Cette année, les écuries de Formule 1 vont devoir se contenter de trois journées d'essais hivernaux à Bahreïn – une et demie par pilote – du 23 au 25 février. Les 20 athlètes du Championnat du monde vont donc avoir un temps très limité pour se familiariser avec leur nouvelle monoplace, autant qu'en 2021 – lorsque les châssis étaient gelés en raison de la crise du COVID-19 – et moitié moins qu'en 2022, théâtre d'une révolution technique.
Certains n'en sont pas ravis, à l'image de George Russell, président de l'Association des Pilotes de Grand Prix (GPDA). "Personnellement, je ne pense pas que trois jours, ça suffise, car il faut se rappeler que du point de vue d'un pilote, c'est une journée et demi par pilote", souligne le Britannique.

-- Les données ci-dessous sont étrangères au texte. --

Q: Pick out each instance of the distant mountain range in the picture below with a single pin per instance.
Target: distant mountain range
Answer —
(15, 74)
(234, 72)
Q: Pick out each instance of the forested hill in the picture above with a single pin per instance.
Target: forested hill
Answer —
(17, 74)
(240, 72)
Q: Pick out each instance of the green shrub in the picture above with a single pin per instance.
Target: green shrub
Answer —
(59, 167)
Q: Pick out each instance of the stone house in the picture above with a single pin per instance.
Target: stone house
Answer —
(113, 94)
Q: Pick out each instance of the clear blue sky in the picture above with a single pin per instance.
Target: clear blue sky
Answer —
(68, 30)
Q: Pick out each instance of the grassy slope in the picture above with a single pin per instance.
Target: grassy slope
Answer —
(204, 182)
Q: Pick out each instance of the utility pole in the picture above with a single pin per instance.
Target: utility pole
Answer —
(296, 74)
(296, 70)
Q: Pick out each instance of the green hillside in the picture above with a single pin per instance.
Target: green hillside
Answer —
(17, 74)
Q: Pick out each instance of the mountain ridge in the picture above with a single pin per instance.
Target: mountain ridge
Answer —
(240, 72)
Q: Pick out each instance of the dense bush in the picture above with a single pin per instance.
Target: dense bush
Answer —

"Nous avons eu la chance de faire [le shakedown à Silverstone] la semaine dernière, mais autrement, nous devrions nous contenter de ça après douze semaines sans monter dans la voiture entre Abu Dhabi et Bahreïn. Vous imaginez Rafael Nadal passer douze semaines sans taper dans une balle, puis se lancer directement à Roland-Garros avec une journée et demie d'entraînement ? Vous savez, c'est juste impossible !"
La réduction des essais est évidemment une question de coûts tout en allégeant le programme à l'aube d'un calendrier toujours plus chargé (les 23 Grands Prix de 2023 sont un record), mais Russell voit en une seconde monoplace un moyen d'accroître le temps de piste sans multiplier les coûts – même si construire deux châssis à ce stade de l'année est toujours un défi pour les écuries.

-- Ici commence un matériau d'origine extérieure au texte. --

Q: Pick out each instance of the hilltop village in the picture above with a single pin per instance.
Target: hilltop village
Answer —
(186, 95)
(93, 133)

"Je comprends et reconnais pourquoi nous faisons [seulement trois jours]. Je pense que trois jours avec deux voitures, ce serait probablement positif. Et je pense que ce serait probablement le meilleur compromis vis-à-vis de toutes les raisons pour lesquelles nous essayons de limiter ça. Pour l'instant, une journée et demie par pilote, je trouve que c'est trop peu."
Fernando Alonso a fait des commentaires similaires la semaine dernière, déclarant qu'il ne serait à 100% "ni à Bahreïn, ni à Djeddah"… même si la blessure de Lance Stroll à vélo pourrait accroître son temps de piste aux côtés du réserviste Felipe Drugovich.